Nasaasira Edson Ndyanabo

Nasaasira Edson Nyanabo was a fifth-year student of Architecture at Makerere University in 2022. He had great enthusiasm for value-for-money construction techniques. His inspiration comes from the question, “Why should someone pay more for a project that could cost less by consideration of an alternative construction method?”

1.0 INTRODUCTION

The cost of construction is a crucial consideration in the building industry. Deciding which material is more cost-effective for building construction, concrete or steel, has been a matter of debate for many years, leaving investors in the building industry unsure of which material to use. Therefore, it is necessary to assess and compare the costs of constructing steel and concrete structures using well-defined criteria.

This article compares the cost of steel-framed buildings against those of reinforced concrete (RCC) frame structures. The criteria used in this study includes the costs of materials, transportation, construction/labor, design, design variations, construction duration, and deconstruction costs.

The cost of materials includes the cost of steel and concrete, as well as any other materials required for construction. The transportation cost includes the cost of moving the materials from the supplier to the construction site. The construction/labor cost includes the wages paid to workers and the cost of equipment used in the construction process. Design and design variations include the cost of any design changes that may be required during the construction process. Construction duration is the time it takes to complete the construction, and deconstruction is the cost of removing the building at the end of its useful life.

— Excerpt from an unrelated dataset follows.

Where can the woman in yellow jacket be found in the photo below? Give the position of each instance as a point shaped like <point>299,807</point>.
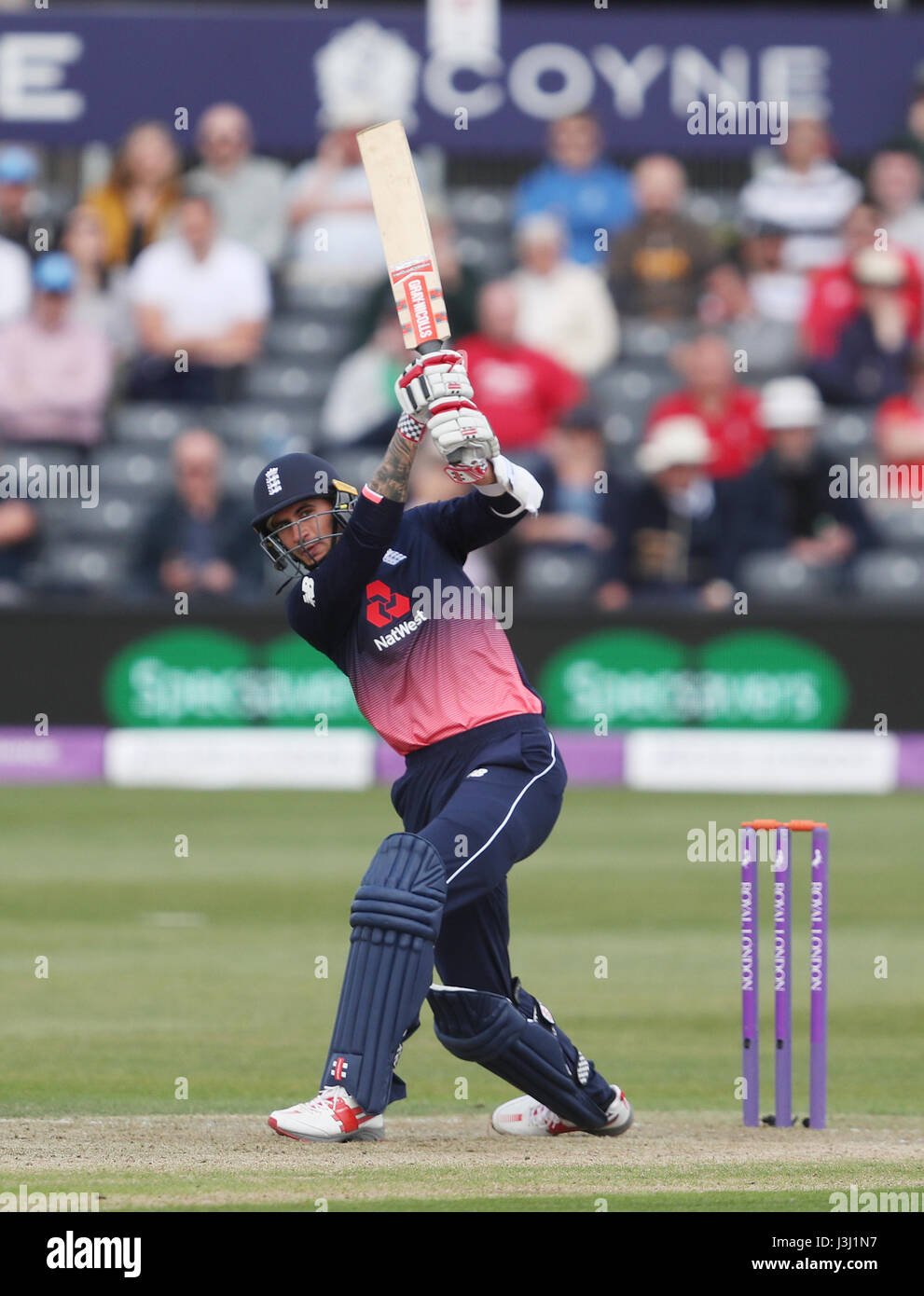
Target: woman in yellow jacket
<point>136,202</point>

The findings of this study will help investors, consultants, and contractors make informed decisions when choosing between steel and concrete construction materials. However, it is essential to note that the cost of construction is not the only factor that should be considered when selecting a building material. Other factors such as durability, strength, and environmental impact should also be considered.

In conclusion, this article provides a comprehensive comparison of the cost-effectiveness of steel and RCC frame structures in building construction. The criteria used in this study highlight the advantages and disadvantages of each material hoping that the study leads to more cost-effective and efficient building construction practices.

1.1 Problem Statement

The construction industry relies heavily on the use of steel and concrete as construction materials for building structures. However, the choice between these materials is a significant challenge for investors, consultants, and contractors due to the lack of clear cost comparison criteria. The decision on which material to use is not just a matter of cost; other factors such as durability, strength, and environmental impact should also be considered.

The absence of well-defined cost comparison criteria has led to many undocumented and inconclusive comparisons of steel and concrete construction costs, resulting in investors being ill-informed or misinformed about the cost-effectiveness of these materials. As a result, investors, consultants, and contractors have been disappointed when the costs of a project have skyrocketed. This challenge has necessitated the need for a comprehensive study to assess and compare the costs of constructing steel and concrete structures using clear cost comparison criteria.

This study aims to address the problem by evaluating the comparative cost of constructing steel-framed buildings and RCC-frame structures using established criteria. The findings of this study will provide investors, consultants, and contractors with the information they need to make informed decisions regarding the choice of construction materials, ultimately leading to more cost-effective and efficient building construction practices.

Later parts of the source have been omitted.